Huge capacity; fast, super-long MTBF.
Totally overpriced; not the best performance in its class.
The Hitachi Ultrastar 7K4000 4TB made its first appearance on Maximum PC back in September 2012, when a gaggle of them debuted in the Dream Machine . At the time, they were the only 7,200rpm 4TB drives available, so they fit right in among all the other expensive and hard-to-find components. Now that the dust has settled and the 7K4000 has some company, we decided to put it on the test bench to see how it fares against its only rival in the 4TB category.
Hitachi’s Ultrastar 7K4000 was the first 4TB drive to roll with 7,200rpm spindle speeds, but these days it has company.
Examining the spec sheet, we see the Hitachi is a spitting image of its WD nemesis, the Western Digital RE4 TB , and since WD owns the Hitachi storage division now, you would be forgiven for thinking the Hitachi drive is a rebadged WD model. As far as we can tell, however, the drives are physically different. Despite this, both share the same overall design, with five 800GB platters spinning at 7,200rpm, and both have a 64MB buffer as well as a SATA 6Gb/s interface. One area in which the Hitachi has a major advantage is MTBF—it’s rated at 2 million hours, which is almost double the 1.2 million hours offered by the WD drive and among the highest MTBF drives available today.
Moving along to benchmark results, we found very few surprises here, at least in comparison to the equally equipped WD 4TB drive. Both drives performed almost exactly the same in our sequential-read and -write tests, coming within 1MB/s of each other. We did see a small difference between the two drives in random-access time, which is strange since they are both 7,200rpm hard drives, but the WD RE drive was more than 3ms faster in our tests at 12.5ms, while the Hitachi drive averaged a very predictable 15.9ms. The Hitachi 4TB also placed at the bottom of the heap in our PCMark Vantage test, with a surprisingly low score that was equaled by the 5,400rpm version of this drive; a truly puzzling performance indeed.

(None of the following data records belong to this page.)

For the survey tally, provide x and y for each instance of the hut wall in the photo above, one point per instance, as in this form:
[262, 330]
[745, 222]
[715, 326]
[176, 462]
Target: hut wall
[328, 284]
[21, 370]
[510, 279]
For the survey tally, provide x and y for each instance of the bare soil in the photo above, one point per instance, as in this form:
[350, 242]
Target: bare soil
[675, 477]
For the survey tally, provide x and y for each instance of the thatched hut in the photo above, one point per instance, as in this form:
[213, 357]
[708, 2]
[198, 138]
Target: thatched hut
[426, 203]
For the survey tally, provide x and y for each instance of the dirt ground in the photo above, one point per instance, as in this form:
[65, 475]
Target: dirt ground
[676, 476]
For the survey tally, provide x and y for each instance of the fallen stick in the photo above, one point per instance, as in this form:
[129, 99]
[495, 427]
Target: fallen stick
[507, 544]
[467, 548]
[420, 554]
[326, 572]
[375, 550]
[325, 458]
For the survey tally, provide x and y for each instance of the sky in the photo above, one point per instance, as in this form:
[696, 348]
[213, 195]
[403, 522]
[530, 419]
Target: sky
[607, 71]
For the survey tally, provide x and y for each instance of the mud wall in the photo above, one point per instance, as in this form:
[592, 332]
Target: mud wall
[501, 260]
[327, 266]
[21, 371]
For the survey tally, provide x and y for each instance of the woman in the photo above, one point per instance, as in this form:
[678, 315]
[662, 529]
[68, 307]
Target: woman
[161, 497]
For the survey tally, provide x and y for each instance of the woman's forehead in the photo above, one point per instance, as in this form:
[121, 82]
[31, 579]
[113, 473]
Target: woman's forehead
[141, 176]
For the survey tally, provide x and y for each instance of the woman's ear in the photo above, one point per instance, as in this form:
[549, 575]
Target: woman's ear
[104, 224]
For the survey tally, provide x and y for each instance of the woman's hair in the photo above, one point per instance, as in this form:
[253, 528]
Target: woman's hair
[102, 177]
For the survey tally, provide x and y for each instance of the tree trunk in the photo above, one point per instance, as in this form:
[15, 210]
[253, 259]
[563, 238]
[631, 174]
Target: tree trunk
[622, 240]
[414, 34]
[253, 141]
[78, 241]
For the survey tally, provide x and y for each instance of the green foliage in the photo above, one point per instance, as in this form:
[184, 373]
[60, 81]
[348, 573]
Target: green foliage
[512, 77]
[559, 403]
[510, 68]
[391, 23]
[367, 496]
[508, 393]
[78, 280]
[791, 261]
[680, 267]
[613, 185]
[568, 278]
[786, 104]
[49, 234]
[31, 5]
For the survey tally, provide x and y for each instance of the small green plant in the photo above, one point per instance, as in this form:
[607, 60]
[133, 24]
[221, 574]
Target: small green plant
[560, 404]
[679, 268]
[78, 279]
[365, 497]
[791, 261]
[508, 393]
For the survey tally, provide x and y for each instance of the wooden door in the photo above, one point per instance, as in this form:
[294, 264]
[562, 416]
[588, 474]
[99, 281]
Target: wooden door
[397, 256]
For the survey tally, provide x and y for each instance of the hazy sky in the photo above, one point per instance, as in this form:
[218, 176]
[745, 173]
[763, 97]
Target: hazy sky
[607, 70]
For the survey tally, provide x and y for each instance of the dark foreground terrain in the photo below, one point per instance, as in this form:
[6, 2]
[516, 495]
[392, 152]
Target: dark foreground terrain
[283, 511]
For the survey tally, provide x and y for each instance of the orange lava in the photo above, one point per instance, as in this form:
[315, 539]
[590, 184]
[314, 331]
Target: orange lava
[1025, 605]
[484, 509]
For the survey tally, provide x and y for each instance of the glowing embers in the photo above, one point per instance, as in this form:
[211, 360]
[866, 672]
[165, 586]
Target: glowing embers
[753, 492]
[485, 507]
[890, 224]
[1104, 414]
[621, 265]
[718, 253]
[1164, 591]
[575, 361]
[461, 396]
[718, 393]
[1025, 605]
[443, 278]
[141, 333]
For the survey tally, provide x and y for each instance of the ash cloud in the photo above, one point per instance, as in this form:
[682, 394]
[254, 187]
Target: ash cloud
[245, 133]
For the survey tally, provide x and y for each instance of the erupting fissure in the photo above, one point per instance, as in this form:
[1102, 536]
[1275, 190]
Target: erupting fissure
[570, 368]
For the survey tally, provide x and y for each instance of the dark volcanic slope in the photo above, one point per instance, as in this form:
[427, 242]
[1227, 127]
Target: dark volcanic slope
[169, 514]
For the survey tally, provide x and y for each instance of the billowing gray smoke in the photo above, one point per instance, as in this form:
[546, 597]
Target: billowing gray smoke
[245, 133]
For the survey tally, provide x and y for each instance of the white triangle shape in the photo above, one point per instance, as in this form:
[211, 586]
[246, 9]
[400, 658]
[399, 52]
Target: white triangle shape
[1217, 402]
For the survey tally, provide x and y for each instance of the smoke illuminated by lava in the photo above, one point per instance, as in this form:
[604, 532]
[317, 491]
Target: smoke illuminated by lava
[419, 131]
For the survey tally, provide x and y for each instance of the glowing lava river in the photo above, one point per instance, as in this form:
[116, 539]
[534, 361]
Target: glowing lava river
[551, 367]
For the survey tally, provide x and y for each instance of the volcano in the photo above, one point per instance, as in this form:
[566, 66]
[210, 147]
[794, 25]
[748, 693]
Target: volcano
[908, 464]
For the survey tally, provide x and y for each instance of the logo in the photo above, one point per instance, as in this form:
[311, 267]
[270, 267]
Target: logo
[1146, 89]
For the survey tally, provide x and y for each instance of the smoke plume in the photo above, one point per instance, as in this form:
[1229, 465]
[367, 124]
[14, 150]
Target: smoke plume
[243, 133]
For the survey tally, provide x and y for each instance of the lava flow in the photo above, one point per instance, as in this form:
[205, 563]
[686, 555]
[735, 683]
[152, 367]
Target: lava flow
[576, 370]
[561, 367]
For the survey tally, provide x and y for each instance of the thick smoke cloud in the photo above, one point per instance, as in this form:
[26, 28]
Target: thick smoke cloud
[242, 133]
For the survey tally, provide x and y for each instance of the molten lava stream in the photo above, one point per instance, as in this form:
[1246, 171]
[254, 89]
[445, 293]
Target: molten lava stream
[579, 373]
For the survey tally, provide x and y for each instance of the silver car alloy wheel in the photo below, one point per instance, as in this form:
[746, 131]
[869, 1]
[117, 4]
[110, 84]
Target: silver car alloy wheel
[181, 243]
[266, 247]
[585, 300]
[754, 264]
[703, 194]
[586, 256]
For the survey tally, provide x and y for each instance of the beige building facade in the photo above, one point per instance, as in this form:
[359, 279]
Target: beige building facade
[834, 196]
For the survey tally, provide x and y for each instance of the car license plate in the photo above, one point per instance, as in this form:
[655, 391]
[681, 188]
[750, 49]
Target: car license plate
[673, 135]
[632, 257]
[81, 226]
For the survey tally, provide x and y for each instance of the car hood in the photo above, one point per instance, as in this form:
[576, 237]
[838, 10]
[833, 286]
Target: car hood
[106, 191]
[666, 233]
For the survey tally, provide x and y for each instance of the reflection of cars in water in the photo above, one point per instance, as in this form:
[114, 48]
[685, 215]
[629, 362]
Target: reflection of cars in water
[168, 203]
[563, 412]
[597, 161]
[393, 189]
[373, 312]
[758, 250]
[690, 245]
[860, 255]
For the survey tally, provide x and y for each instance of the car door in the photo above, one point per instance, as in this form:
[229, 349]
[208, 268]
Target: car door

So the drive is a bit slower than the WD RE 4TB, and street pricing puts it at $530, which makes the WD almost seem affordable. Slightly less performance for more money is never a good equation, so if you simply must get a 4TB drive, go with the WD RE 4TB. Otherwise, as we stated earlier, stick with less expensive 2- and 3TB drives for now.
Price $530 , www.hgst.com
Note: This review first appeared in the Holiday 2012 issue of the magazine.
|WD RE 4TB|
|WD Caviar Green 3TB|
|Avg Read (MB/s)||132.8||132.7||108.3||155.8||119.5||101.5|
|Random-Access Read (ms) ||12.5||15.9||19.9||14.9||15.7||15.7|
|Burst Read (MB/s) ||275.5||307.9||378.3||325.7||318.7||183.3|
|Avg Write (MB/s)||131.9||131.1||105.6||150.7||118.5||96.9|
|Random-Access Write (ms)||12.5||15.9||18.5||14.9||15.7||15.6|
|Burst Write (MB/s)||291.6||317.3||335||335.5||315.6||183.1|
|Premiere Pro CS3 (sec)||422||430||435||455||435||530|
Best scores are bolded.All drives tested on our hard drive test bench: a stock-clocked Intel Core i3-2100 CPU on an Asus P8P67 Pro (Rev 3.1) motherboard with 4GB DDR3, running Windows 7 Professional 64-bit.All tests performed using native Intel 6Gb/s SATA chipset with IRST version 10.1 drivers.